What do you do if you run into a bear in the forest? Ask him to review a pull request, he’ll pretend not to see you and pass you right by.
It is important to remember that there are many people subscribed to the repository, and any changes to a pull request will trigger notifications to tens, hundreds, or potentially thousands of people. As such, try to minimize them, or else many people, including maintainers, will unsubscribe, and response time for issues and pull request changes will increase dramatically.
Before even submitting a pull request, make sure to do a thorough self-review. This will allow you to spot minor issues like typos or code you didn't intend to commit in the first place. At this stage, use force-pushes to edit original commits to make sure you like the changes yourself.
Commits should tell a logical step-by-step story of the changes and should be individually meaningful. Use squashing and rebasing during development, reorder commits if it makes more sense that way; there is great tooling out there for these kinds of modifications.
A reviewer should be able to go through commits one by one and understand what is being changed. With non-trivial changes it is often very hard to review the final diff, so going through commits helps a lot. Commits should be well-structured and there should be a reasonable number of them. Having 70 commits for 100 lines or changes is most likely bad, same with one commit that changes many thousands of lines of code in various places at once (lock files are a frequent and notable exception).
If you are working on a branch and after a few commits notice that API introduced earlier doesn't work well or you need to revert some changes, amend the original commit instead of creating a new one. A reviewer going through individual commits will likely have a comment about something that was already fixed and will simply have to spend more time reviewing changes back and forth.
Different kinds of changes should ideally be in different commits if not pull requests entirely. For instance, if you want to move something and change something, move it in one commit so the reviewer can have a quick look without thinking about it too much, then apply the actual changes in a separate commit. The same should be done with file renaming, if you rename a file and change it significantly in the same commit it will make the reviewer's life very difficult and likely convince Git that one file was deleted and another file added, which breaks tooling for tracking file changes across renames.
It is sometimes the case that some refactoring needs to be done during feature development. If so, try to extract those refactoring commits you have just done into a separate branch, submit it for review, and rebase your working branch on the refactoring branch so that the changes are clearly separated and easier to review.
Please push your commits regularly, but not necessarily every commit since it may occupy CI time unnecessarily and/or distract maintainers.
And finally, write commit messages in the present tense (as opposed to past tense) and explain changes that should be done. For example:
finalize header at archiving depth and prune any forks at that number
Avoid garbage commit names like "fix", "wip", "🤦 x 2", "......", "AHHHHHHHHH" (those are real examples). In most cases, those commits probably shouldn't exist separately and better squashed with some other commit.
For more information on both why a well-formed commit history matters and a guide on how to accomplish it read Write Better Commits, Build Better Projects.
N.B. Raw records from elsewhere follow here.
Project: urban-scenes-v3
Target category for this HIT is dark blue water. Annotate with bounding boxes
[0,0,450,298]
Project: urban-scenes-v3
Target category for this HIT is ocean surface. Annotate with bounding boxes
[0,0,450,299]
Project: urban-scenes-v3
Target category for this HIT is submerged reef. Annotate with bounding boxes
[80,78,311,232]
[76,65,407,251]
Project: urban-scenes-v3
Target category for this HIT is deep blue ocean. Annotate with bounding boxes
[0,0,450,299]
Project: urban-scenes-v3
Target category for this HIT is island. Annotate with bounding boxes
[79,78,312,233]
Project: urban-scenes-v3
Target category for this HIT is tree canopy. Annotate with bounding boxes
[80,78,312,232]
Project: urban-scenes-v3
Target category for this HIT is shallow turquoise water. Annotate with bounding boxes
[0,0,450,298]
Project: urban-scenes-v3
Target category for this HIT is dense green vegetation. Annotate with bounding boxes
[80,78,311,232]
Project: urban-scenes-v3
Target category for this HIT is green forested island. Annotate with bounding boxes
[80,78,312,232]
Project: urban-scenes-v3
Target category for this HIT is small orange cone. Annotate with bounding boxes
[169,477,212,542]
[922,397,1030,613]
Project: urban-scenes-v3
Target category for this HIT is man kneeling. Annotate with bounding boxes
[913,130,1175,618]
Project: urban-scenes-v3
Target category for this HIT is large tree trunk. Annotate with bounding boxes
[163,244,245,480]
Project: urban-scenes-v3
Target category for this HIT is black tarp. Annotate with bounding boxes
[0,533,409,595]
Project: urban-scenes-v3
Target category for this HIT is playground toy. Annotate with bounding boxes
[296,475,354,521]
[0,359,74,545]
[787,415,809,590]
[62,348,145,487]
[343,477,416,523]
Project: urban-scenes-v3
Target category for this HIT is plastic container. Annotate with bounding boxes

Make sure to test your own code locally and/or in CI before submitting a pull request. This avoids generating notifications to everyone subscribed to the repository for subsequent fixes to CI. If you need to test fixes for CI issues for a branch that already has PR created for it, create a different test branch and push/force-push commits there until CI is fixed. Make sure to add new test cases if applicable.
As explained in the commits section above, the commit history should be clean and readable, ready for the reviewer to go through and make sense of the changes proposed.